Where hyperscalers sell ML primitives, FICO sells governed, explainable, audit-trail-included decisioning. For regulated industries — banks, insurers, telcos, healthcare payors — that's a different product. Platform ARR growth implies early product-market fit.
Gross margin near 80%, operating margin in the mid-40s, FCF conversion >100%, low capex intensity, net-cash balance sheet after aggressive buybacks. If the thesis compresses software valuations toward outcome-priced models, FICO's multiple defends structurally.
FHFA has formally approved VantageScore 4.0 for conforming mortgages. A mandated two-score or single-score switch would compress list pricing and possibly volume. Even a slow migration creates narrative overhang that caps the multiple.
Multiple senators and the CFPB have referenced FICO by name. Under a different administration, a regulatory cap on mortgage-score pricing is plausible. That would not kill the business but would cap the clearest leg of the bull thesis.

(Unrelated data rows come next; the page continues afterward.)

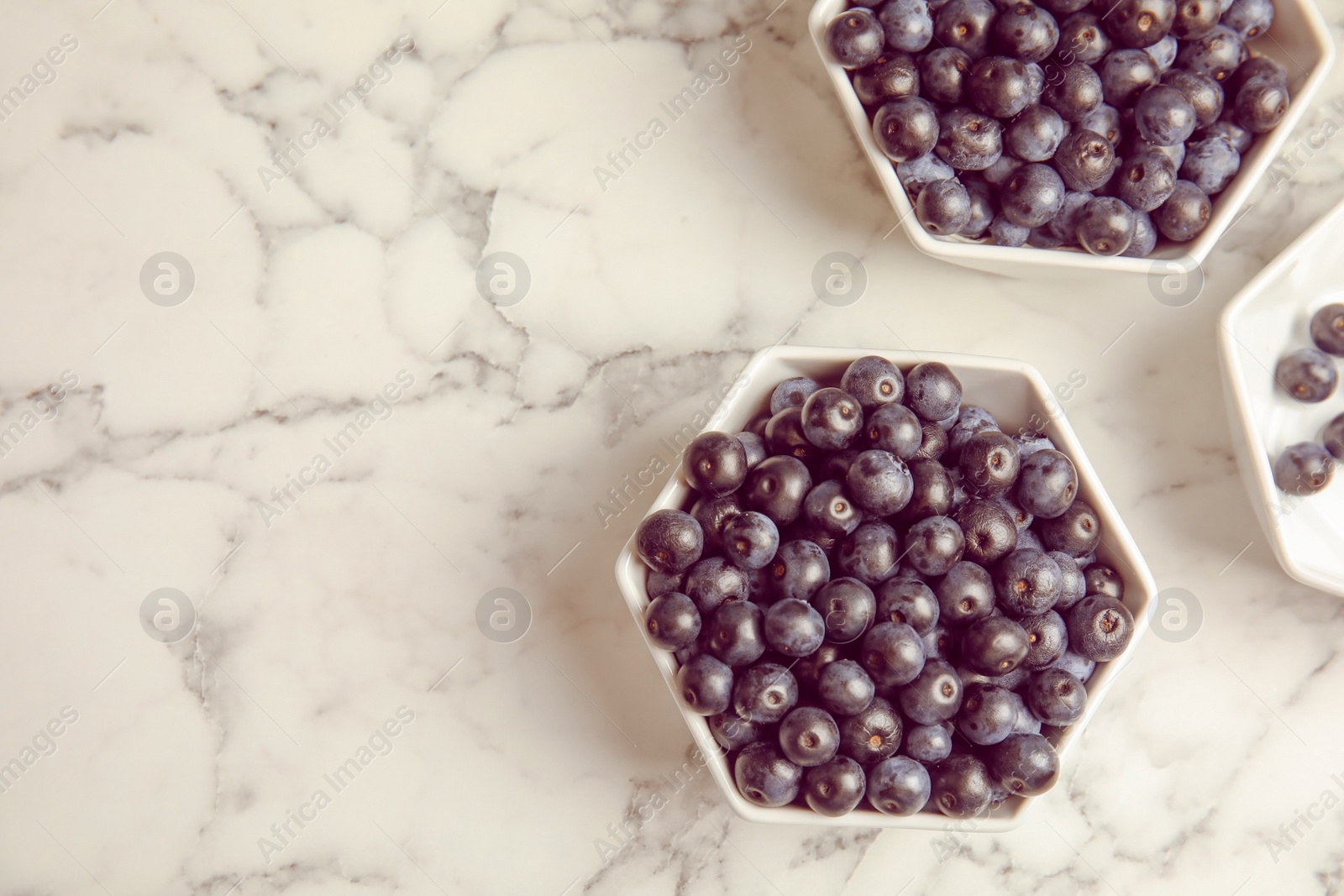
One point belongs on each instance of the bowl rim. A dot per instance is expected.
(631, 577)
(1227, 204)
(1253, 454)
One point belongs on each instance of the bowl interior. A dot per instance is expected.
(1269, 318)
(1299, 39)
(1019, 398)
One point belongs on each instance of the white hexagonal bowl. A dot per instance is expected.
(1299, 39)
(1015, 392)
(1267, 320)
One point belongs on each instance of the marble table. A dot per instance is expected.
(307, 425)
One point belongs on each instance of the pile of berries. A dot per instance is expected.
(1075, 123)
(879, 594)
(1310, 375)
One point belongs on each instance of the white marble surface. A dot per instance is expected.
(322, 620)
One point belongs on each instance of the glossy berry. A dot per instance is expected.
(737, 633)
(1195, 18)
(830, 510)
(906, 128)
(964, 24)
(1186, 212)
(933, 391)
(879, 483)
(765, 777)
(891, 76)
(934, 694)
(1263, 66)
(988, 528)
(777, 486)
(874, 380)
(1085, 160)
(1047, 484)
(1047, 638)
(1082, 38)
(750, 539)
(855, 38)
(995, 645)
(844, 688)
(792, 392)
(1215, 54)
(927, 743)
(1236, 134)
(1164, 116)
(871, 735)
(810, 736)
(1146, 181)
(870, 553)
(987, 715)
(712, 513)
(988, 464)
(1304, 469)
(1057, 698)
(1124, 74)
(965, 594)
(1327, 329)
(835, 788)
(1073, 584)
(808, 669)
(672, 621)
(1307, 375)
(705, 684)
(934, 544)
(753, 446)
(732, 732)
(1025, 763)
(1334, 438)
(784, 436)
(1249, 18)
(1261, 103)
(1032, 196)
(1027, 584)
(1100, 627)
(1065, 224)
(968, 140)
(1102, 578)
(942, 74)
(895, 429)
(1104, 120)
(793, 627)
(832, 419)
(1105, 226)
(933, 490)
(660, 584)
(669, 540)
(1205, 94)
(1035, 134)
(891, 653)
(712, 580)
(1073, 89)
(1146, 237)
(765, 692)
(716, 464)
(944, 207)
(907, 600)
(1077, 531)
(909, 24)
(898, 786)
(1026, 31)
(847, 607)
(999, 86)
(1140, 23)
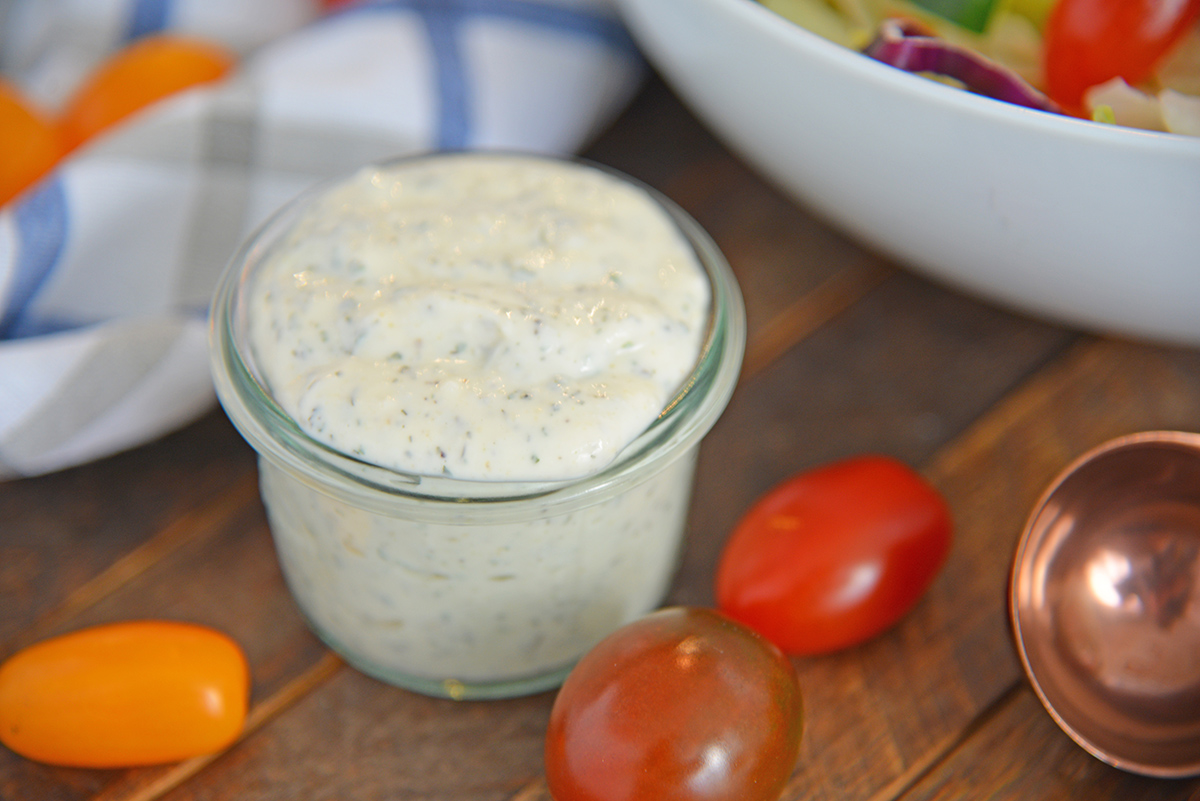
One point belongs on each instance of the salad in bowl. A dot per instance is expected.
(1131, 62)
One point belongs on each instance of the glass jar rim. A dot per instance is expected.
(275, 435)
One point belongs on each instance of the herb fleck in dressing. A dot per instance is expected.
(481, 318)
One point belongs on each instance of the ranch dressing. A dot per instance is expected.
(481, 318)
(492, 331)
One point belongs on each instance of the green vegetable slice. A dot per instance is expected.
(972, 14)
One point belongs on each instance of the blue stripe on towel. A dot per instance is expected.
(443, 20)
(41, 234)
(148, 17)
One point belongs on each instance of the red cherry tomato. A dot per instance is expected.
(681, 705)
(124, 694)
(1091, 41)
(834, 556)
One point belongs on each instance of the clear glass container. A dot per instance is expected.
(472, 589)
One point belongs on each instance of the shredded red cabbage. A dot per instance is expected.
(905, 46)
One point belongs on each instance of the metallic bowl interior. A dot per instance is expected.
(1105, 602)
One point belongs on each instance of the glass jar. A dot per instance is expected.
(473, 589)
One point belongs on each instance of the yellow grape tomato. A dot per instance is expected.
(124, 694)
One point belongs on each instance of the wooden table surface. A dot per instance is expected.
(847, 354)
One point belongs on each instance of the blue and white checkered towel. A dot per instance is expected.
(107, 265)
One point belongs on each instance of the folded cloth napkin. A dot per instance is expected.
(107, 265)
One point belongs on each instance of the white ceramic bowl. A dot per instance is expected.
(1092, 226)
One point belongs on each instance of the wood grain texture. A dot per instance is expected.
(63, 530)
(847, 354)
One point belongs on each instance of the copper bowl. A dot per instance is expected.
(1105, 602)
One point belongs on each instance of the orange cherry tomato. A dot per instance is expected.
(124, 694)
(29, 143)
(834, 555)
(681, 705)
(142, 73)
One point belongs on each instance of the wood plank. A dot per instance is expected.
(993, 476)
(60, 531)
(225, 576)
(1021, 754)
(329, 745)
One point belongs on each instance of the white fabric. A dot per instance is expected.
(108, 264)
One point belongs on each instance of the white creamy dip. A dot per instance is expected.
(496, 329)
(479, 317)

FICO Platform goes head-to-head with Databricks, Snowflake's ML layer, and big-bank internal MLOps. Customer logos are real but the product's defensibility outside credit decisioning is not yet proven. Sales cycles are long; competitive win rates are uneven.

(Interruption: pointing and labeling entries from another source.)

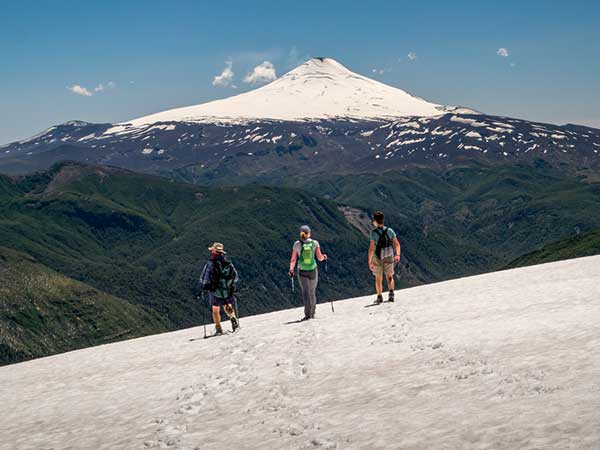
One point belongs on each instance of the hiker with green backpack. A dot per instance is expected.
(306, 252)
(219, 278)
(383, 245)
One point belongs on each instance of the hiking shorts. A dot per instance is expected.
(216, 301)
(385, 265)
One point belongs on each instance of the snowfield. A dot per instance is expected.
(507, 360)
(318, 89)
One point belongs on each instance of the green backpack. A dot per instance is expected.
(307, 259)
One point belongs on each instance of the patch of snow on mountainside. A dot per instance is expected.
(500, 361)
(318, 89)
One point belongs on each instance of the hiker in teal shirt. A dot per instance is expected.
(306, 252)
(381, 255)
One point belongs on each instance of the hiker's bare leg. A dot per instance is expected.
(379, 283)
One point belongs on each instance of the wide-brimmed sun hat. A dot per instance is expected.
(217, 247)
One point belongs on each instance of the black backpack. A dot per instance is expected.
(384, 240)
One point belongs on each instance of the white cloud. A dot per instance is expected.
(79, 90)
(102, 87)
(263, 73)
(226, 76)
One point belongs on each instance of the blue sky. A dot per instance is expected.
(138, 57)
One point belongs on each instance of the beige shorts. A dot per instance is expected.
(383, 266)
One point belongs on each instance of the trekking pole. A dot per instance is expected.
(327, 276)
(203, 314)
(237, 312)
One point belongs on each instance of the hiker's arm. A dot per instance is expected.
(293, 262)
(371, 253)
(397, 247)
(320, 256)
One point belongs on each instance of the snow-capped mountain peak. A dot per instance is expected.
(321, 88)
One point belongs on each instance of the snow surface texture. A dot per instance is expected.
(507, 360)
(318, 89)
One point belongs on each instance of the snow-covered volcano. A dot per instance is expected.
(501, 361)
(321, 88)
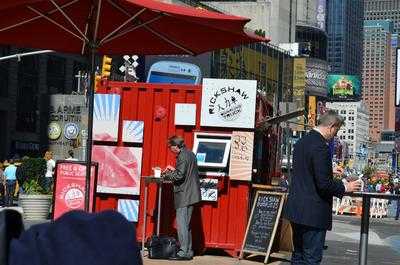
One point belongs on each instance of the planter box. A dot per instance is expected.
(35, 207)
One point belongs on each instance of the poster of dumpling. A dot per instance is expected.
(132, 131)
(119, 169)
(106, 117)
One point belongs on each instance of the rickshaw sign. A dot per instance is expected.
(228, 103)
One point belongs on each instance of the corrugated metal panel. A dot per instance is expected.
(218, 224)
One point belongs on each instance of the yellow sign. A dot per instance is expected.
(299, 84)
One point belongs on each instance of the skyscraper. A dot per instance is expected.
(376, 74)
(383, 9)
(345, 35)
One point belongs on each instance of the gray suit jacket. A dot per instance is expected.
(185, 179)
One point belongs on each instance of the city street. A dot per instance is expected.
(342, 241)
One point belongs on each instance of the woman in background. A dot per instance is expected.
(51, 164)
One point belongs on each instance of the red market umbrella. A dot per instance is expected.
(117, 27)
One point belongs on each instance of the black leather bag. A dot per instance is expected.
(161, 247)
(11, 227)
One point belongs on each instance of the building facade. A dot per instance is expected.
(24, 86)
(355, 132)
(376, 77)
(345, 35)
(382, 10)
(276, 18)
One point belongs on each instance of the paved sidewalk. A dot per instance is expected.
(210, 260)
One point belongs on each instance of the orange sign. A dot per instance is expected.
(241, 164)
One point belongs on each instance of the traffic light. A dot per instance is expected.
(106, 68)
(97, 81)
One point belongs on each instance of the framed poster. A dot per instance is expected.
(228, 103)
(70, 187)
(129, 209)
(106, 117)
(132, 131)
(185, 114)
(263, 223)
(119, 169)
(209, 189)
(241, 162)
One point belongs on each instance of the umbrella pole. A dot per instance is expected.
(90, 96)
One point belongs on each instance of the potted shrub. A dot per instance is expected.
(34, 198)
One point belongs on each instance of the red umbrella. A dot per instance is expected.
(117, 27)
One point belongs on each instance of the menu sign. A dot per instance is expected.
(241, 162)
(70, 187)
(228, 103)
(263, 222)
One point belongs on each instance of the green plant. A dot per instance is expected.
(31, 176)
(369, 171)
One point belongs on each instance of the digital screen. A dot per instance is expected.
(170, 78)
(211, 152)
(344, 87)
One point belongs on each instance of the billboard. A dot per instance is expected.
(398, 77)
(344, 87)
(66, 126)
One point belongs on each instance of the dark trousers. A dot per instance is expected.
(308, 244)
(10, 189)
(183, 216)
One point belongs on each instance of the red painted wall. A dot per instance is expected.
(218, 224)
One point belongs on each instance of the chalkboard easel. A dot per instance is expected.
(263, 223)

You cannot 10x score pulls the way you can 10x seats of a productivity app. Growth is price-led, which is the opposite of what bulls want when the political backdrop sharpens. The stock will always trade on whether pricing power continues.
FICO is the purest public-market expression of the thesis. It already sells outcomes, not tools; pricing is per use, not per seat; the execution layer is already embedded; there is no human in the loop for the core product; and margin structure looks like what the thesis predicts services-as-software companies should look like at maturity. The differentiator versus other 'AI-native' incumbents (Palantir, Intuit, Shopify) is that FICO arrived at that state thirty years ago and has been compounding on it. The upside case is Platform + Falcon becoming a decisioning-cloud equivalent. The downside cases (VantageScore, CFPB, open-banking disintermediation) are real but bounded.
The clearest outcome-priced franchise in public markets. Own through regulatory noise; Platform + Falcon are the multi-year optionality; the base case is already a high-quality compounder.